Closed scarlettllc closed 3 years ago
I've just found that use eclipse can also reproduce the results for QALD-9, but there is the fact that the results in eclipse is not so robust. I've been dedicated to finding the reason.
If a query to Virtuoso results in a network exception, this is normal.

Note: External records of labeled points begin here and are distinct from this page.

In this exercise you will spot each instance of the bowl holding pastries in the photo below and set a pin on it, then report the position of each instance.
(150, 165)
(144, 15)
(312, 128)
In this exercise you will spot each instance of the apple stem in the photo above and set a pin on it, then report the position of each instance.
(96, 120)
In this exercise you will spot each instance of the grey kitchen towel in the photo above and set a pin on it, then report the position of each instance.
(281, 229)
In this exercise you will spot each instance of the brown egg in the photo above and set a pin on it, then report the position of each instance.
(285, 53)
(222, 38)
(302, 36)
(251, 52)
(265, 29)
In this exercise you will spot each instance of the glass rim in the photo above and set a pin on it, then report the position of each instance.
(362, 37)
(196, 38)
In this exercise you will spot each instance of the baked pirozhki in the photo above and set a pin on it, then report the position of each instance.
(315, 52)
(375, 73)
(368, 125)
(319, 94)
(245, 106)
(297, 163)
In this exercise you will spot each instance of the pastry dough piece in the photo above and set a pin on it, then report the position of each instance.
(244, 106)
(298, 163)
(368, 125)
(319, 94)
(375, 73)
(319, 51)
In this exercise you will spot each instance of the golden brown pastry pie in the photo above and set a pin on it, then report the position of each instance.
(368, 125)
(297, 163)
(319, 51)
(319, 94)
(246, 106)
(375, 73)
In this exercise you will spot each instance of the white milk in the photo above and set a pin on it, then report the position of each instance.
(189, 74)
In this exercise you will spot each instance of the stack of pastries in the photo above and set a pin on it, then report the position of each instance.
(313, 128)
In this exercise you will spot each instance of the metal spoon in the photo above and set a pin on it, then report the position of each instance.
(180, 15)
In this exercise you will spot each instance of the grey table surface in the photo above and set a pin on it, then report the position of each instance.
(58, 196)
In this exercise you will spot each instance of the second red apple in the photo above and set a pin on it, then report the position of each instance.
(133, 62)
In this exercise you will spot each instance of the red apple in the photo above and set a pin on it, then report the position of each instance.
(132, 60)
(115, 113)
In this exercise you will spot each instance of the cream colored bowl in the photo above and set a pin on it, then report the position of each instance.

When I run the EDGQA system in the IDEA, I can reproduce the results in the paper, and even get a little better results, both LC-QuAD and QALD-9. However, when I try to run the EDGQA system in the eclipse, I can't get such good results. I have run the test for QALD-9 for two times in eclipse, and the results are as follows:
[INFO] Cumulative metrics, sample: 150, P: 0.277, R: 0.367, macro F1: 0.286, macro F1*: 0.316
[INFO] QALD Cumulative metrics, sample: 150, P: 0.557, R: 0.367, macro F1: 0.286, QALD macro F1: 0.442
and[INFO] Cumulative metrics, sample: 150, P: 0.298, R: 0.387, macro F1: 0.306, macro F1*: 0.337
[INFO] QALD Cumulative metrics, sample: 150, P: 0.591, R: 0.387, macro F1: 0.306, QALD macro F1: 0.468
And the test results for QALD-9 in IDEA are as follows:[INFO] Cumulative metrics, sample: 150, P: 0.319, R: 0.409, macro F1: 0.326, macro F1*: 0.359
[INFO] QALD Cumulative metrics, sample: 150, P: 0.546, R: 0.409, macro F1: 0.326, QALD macro F1: 0.468
I've applied the same settings in both eclipse and IDEA. And As far as I'm concerned, the results for QALD-9 is ought to be independent of the IDE I use. I wonder why the above difference between eclipse and IDEA exists. On the other hand, I've been running experiments of LC-quad datasets in eclipse to further explore the doubts above.